In this week’s news, UK set to fine pharmas that don’t publish trial data, EMA clarifies on cell and gene therapy testing and more…

UK set to fine pharmas that don’t disclose trial results

The UK House of Commons Science and Technology Committee says drug firms that fail to disclose clinical trial results should be punished.

In response to recent calls for sanctions by patient groups, committee chair Norman Lamb MP said, “The Health Research Authority (HRA) must follow my Committee’s recommendation from last autumn to introduce a system of sanctions for those who do not comply with reporting results requirements for clinical trials.

“For too long there has been little consequence to non-compliance with current requirements and it’s time action was taken.”

Lamb said he will encourage the HRA – an executive non-departmental public body of the Department of Health that exists to provide a unified national system for the governance of health research – to propose a system of sanctions.

He added that, “My Committee is committed to ensuring improvements in clinical trials transparency and we will continue to push for change in this area.

“This year we have already written to NHS Trusts in England and universities across the UK reminding them of their responsibilities and put them on notice that if they didn’t get their houses in order, we would be asking them to come before us to explain themselves.”

US FDA prepping to revamp tech to speed decision making

The US FDA plans to revamp its tech infrastructure with the aim of fostering easier data transfer between its various centres and industry.

The US regulator announced the plan last week. Principal Deputy Commissioner Amy Abernethy said the aim is to facilitate better conversation between the agency and industry.

“I want FDA to get our own technical house in order so that tech can ‘snap in’ – we can be agile and efficient.

“We need to be able to have common interfaces with industry so we can pass data between our organizations, have collaborative review, etc,” she said.

EMA explains testing exemptions for cell and gene therapy imports

The EMA has clarified its rules on batch retesting for advanced therapies.

The Amsterdam-based regulator discussed the subject in a Q&A document last week.

The main focus of the document was an explanation of testing exemptions for imported ATMPs – which include gene therapies, cell therapies, tissues for transplant.

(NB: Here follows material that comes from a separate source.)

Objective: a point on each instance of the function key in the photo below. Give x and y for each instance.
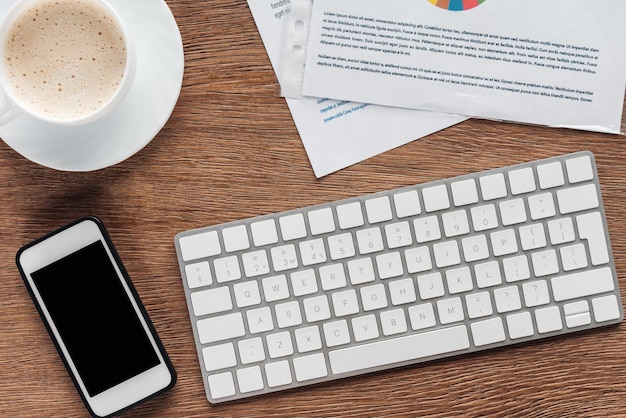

It wrote, “The exemption from re-testing batches upon import into the EU for ATMPs may only be granted where the conditions laid down in paragraph 11.17 of the EU GMP guideline for ATMPs are met.”

These conditions are: when there is a limited amount of material available; or when the therapy has a short shelf-life. The guideline also stipulates that initial testing in the third country should be conducted in a GMP-certified facility.

Also in the news

Pfizer has invested $500m in a gene therapy facility in Sanford, North Carolina. According to a press release the plant will create 300 jobs.

RAPS looked at US political concerns that the FDA is not doing enough to prevent potential drug shortages.

The Wall Street Journal reported on changing currents in the US drug pricing debate.

Several top regulators have left the MHRA in recent weeks. In its coverage FierceBiotech linked the departures to the UK’s impending withdrawal from the EU.

CDMO trends

Some developments of note in the CDMO space:

iBio will make recombinant human collagen for Lung Biotechnology PBC, a subsidiary of United Therapeutics Corp. The latter firm is developing 3D printed organ transplants.

Thermo Fisher Scientific has opened a virtual reality training centre in Greenville, North Carolina.

Halix has completed construction of a viral vector and protein production facility at the Leiden Bio Science Park in the Netherlands. Read more at Bioprocess Insider.

CMAB Biopharma will make a cancer targeting monoclonal antibody-based drug candidate under a deal with developer Kintor Pharmaceuticals.